You're putting the cart before the horse. Catholics didn't originally prefer Mary to Elizabeth. (Mary was a foreigner after all.). They did when it became clear that Elizabeth wanted to make the country Protestant while Mary would keep it Catholic.

If Elizabeth stays Catholic, the matter of her birth just gets swept under the rug. IOTL it was used as a justification to overthrow her by her opponents. Converting to Protestantism earned her a lot more opponents than staying Catholic would have. The Protestant minority would call her a bastard but they weren't likely to ever overthrow her.
 
Henry VII was the Lancaster claimant after literally everyone else was killed. His ancestor agreed not to let his descendants (such as the unborn Henry Tudor) with a certain woman claim the throne... except every other heir of John of Gaunt that didn't go through that was dead.

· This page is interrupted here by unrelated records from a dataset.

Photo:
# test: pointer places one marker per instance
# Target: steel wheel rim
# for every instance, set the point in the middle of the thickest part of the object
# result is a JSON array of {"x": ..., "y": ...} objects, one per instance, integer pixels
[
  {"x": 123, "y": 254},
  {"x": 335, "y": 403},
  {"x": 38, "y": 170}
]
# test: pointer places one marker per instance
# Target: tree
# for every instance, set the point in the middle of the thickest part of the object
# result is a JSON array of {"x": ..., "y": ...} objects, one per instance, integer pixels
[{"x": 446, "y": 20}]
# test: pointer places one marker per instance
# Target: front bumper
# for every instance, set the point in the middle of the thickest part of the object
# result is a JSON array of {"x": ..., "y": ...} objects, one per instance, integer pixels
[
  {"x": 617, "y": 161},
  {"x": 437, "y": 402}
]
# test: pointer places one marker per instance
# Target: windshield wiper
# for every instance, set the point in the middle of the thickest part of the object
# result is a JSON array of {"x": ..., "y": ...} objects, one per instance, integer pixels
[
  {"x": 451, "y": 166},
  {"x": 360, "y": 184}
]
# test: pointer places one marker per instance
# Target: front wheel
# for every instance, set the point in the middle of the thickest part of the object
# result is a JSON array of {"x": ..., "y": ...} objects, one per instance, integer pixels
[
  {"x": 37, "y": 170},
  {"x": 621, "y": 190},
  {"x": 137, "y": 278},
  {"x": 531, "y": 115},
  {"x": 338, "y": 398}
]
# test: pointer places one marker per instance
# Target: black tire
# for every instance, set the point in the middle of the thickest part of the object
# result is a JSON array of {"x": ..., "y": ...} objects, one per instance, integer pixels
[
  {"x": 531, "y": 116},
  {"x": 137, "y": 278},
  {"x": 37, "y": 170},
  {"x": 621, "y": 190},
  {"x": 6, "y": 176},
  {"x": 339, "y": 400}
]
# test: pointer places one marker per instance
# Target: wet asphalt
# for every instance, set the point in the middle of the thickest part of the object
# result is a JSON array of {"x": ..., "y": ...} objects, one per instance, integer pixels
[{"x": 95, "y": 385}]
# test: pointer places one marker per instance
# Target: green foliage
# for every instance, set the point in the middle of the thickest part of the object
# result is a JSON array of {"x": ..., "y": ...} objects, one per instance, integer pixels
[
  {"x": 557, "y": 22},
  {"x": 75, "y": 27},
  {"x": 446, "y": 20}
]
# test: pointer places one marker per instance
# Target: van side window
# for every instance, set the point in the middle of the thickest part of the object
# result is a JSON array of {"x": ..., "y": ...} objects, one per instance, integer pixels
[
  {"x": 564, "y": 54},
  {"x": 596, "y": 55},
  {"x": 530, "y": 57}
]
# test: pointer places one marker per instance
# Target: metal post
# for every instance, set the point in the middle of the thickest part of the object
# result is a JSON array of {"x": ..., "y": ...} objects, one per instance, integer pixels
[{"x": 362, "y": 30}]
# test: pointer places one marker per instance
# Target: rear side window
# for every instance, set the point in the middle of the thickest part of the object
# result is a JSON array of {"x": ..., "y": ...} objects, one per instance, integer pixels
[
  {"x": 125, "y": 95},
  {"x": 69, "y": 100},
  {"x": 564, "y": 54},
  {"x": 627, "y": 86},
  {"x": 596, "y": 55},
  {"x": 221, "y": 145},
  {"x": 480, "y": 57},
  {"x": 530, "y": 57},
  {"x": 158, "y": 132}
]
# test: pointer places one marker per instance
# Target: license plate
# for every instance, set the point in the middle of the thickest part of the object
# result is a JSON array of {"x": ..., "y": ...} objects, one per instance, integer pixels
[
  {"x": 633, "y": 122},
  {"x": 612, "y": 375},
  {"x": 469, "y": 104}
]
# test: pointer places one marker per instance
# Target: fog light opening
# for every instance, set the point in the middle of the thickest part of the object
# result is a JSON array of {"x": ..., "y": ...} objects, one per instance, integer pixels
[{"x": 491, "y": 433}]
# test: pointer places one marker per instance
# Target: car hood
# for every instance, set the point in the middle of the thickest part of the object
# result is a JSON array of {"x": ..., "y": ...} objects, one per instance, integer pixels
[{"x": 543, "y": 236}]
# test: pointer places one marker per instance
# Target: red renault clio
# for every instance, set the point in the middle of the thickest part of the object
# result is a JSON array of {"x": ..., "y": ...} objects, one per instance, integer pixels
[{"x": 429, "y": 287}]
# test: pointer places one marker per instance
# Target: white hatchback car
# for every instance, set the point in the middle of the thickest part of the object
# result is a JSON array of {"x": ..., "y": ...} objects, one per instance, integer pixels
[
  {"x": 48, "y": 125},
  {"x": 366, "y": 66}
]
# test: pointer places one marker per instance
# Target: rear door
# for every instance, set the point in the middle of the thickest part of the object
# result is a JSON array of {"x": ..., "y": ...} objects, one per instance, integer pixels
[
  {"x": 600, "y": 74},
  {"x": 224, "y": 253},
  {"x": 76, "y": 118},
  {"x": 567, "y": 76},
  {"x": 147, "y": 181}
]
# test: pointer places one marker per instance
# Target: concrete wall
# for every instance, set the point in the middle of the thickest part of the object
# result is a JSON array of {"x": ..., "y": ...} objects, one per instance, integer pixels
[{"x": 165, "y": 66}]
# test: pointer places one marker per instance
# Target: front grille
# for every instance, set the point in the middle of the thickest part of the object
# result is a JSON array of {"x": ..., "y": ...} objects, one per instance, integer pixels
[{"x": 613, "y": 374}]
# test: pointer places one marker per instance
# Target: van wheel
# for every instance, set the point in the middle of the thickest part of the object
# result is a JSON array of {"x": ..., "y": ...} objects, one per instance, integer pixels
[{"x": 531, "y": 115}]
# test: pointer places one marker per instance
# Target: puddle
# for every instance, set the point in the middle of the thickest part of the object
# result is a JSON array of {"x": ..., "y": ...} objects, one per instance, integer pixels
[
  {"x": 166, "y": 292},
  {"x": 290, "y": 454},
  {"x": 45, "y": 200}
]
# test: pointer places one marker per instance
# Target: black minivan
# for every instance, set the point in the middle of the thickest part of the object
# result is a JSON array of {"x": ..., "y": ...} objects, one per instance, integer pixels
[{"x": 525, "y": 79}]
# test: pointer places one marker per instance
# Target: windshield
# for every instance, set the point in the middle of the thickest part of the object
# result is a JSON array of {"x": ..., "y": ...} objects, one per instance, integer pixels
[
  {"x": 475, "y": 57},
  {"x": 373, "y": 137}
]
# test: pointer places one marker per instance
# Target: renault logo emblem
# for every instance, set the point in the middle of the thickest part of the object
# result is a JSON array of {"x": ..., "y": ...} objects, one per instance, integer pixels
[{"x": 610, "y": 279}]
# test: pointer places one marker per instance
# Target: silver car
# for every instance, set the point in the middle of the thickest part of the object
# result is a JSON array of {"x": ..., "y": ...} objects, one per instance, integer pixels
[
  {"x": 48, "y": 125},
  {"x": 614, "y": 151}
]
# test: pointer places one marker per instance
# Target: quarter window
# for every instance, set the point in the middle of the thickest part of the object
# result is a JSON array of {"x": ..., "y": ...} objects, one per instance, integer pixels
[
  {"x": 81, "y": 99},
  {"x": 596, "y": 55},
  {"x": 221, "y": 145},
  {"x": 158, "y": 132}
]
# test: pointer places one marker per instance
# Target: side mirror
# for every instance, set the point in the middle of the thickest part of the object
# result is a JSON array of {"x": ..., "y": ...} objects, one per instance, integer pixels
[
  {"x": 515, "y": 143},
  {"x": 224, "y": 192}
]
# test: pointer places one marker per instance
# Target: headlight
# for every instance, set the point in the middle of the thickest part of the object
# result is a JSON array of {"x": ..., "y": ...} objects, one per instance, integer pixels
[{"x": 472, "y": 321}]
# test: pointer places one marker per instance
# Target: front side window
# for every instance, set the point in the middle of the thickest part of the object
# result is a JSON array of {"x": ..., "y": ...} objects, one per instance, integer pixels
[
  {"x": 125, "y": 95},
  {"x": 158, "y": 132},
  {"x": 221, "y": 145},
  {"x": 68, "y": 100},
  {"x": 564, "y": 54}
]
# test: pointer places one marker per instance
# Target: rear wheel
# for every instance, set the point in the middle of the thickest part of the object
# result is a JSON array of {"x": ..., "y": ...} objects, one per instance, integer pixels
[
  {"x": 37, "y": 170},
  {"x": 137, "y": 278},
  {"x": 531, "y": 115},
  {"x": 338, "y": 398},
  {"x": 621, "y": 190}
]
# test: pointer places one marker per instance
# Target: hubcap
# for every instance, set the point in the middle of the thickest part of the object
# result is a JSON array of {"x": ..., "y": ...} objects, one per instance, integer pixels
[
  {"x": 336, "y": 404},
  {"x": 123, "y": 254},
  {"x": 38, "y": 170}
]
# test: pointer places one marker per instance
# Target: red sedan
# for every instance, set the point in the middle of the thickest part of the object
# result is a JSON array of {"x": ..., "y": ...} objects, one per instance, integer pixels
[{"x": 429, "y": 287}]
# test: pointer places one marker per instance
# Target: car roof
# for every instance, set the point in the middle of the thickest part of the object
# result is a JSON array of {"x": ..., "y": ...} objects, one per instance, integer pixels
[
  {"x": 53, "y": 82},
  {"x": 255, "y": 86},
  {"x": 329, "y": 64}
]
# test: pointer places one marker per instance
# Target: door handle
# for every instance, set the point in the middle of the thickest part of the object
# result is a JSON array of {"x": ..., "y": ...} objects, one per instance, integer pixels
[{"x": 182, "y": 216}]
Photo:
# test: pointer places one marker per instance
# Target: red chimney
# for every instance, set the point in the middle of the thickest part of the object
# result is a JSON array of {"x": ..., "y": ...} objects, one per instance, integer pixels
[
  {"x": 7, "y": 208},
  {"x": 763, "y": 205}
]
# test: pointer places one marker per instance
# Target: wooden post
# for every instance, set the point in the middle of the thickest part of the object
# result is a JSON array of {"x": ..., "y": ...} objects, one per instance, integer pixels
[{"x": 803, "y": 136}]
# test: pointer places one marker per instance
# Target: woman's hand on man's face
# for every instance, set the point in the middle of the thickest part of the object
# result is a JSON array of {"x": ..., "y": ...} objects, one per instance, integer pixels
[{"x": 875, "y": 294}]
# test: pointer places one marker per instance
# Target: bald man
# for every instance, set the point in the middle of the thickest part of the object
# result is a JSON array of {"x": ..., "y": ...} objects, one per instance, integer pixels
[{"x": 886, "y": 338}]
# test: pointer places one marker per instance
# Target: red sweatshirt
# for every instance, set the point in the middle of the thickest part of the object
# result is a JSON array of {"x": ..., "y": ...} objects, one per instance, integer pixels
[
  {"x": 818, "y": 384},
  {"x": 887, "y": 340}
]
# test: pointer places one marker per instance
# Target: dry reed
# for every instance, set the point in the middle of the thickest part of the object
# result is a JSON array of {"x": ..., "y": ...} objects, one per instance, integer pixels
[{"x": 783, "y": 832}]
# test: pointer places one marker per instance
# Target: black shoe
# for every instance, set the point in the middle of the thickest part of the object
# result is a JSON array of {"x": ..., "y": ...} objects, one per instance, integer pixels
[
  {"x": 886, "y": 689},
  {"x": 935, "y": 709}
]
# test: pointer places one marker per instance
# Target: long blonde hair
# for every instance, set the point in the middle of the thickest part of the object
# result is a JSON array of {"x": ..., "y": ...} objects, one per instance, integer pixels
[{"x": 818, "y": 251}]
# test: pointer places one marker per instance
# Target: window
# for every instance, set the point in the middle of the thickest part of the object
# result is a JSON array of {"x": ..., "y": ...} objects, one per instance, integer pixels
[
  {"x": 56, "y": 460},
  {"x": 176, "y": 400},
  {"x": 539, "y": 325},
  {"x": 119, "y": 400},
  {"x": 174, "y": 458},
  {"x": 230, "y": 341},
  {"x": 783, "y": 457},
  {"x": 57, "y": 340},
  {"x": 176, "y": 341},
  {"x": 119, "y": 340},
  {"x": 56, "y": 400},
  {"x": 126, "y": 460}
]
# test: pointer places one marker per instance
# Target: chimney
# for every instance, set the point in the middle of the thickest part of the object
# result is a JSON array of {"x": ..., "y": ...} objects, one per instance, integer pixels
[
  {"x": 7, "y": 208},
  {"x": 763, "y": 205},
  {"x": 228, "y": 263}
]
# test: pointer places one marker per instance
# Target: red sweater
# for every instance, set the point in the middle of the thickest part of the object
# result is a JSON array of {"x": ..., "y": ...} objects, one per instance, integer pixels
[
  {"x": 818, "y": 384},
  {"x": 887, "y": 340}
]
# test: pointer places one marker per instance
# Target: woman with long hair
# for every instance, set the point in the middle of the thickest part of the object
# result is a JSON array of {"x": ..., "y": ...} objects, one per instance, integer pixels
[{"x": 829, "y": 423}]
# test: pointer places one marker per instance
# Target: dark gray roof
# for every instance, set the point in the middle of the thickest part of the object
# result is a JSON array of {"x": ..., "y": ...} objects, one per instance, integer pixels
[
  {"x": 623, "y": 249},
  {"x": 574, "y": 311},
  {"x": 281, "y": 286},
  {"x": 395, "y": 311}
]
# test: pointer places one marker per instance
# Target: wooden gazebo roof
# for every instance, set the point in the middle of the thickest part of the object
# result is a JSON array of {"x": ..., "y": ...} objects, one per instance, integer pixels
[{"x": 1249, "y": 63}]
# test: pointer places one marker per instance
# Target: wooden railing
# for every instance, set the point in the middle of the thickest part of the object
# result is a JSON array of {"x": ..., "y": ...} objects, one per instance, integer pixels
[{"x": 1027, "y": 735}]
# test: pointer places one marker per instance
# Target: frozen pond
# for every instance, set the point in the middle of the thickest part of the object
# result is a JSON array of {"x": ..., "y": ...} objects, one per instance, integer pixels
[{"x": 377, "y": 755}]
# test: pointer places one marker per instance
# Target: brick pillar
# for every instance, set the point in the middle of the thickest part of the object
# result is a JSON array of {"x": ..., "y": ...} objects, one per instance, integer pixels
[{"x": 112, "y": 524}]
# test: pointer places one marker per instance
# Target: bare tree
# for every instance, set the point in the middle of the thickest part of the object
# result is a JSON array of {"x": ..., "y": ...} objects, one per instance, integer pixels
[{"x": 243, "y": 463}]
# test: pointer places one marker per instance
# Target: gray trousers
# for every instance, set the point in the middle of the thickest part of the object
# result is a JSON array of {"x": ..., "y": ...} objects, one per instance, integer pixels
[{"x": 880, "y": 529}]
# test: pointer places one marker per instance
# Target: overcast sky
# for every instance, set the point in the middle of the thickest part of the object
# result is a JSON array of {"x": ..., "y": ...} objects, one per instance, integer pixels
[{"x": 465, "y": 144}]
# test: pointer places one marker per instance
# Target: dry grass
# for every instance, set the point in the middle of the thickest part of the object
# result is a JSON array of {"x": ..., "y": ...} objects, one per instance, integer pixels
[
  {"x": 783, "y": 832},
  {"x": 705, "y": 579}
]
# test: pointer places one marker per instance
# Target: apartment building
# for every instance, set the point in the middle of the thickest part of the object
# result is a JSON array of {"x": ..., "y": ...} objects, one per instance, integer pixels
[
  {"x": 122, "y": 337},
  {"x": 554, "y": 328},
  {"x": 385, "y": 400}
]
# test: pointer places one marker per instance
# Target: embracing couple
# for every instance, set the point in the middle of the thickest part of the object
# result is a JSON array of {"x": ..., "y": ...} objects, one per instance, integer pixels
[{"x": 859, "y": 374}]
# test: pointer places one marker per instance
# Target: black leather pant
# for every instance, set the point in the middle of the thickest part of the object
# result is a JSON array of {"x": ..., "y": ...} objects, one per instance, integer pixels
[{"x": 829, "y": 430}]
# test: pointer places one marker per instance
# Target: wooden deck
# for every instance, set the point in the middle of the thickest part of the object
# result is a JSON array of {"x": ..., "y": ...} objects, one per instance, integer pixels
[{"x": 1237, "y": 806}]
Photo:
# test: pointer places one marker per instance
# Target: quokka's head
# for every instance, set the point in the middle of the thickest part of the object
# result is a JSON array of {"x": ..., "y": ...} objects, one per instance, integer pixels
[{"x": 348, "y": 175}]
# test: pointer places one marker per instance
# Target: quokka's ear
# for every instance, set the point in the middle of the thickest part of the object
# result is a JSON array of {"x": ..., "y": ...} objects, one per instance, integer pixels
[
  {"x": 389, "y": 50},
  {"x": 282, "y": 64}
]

The House of Tudor was descended from the union between Catherine of Valois and Jasper Tudor. Henry VII had no Plantagenet blood in him, and so didn't have any legal right to inherit the throne.
 
Actually he did :p

He was the Great-Great Grandson of John of Gaunt, via one of his younger sons.

And that son signed a paper saying he and his descendants were not to inherit because of the Henry Bolingbroke line... which was dead by Henry VII's time.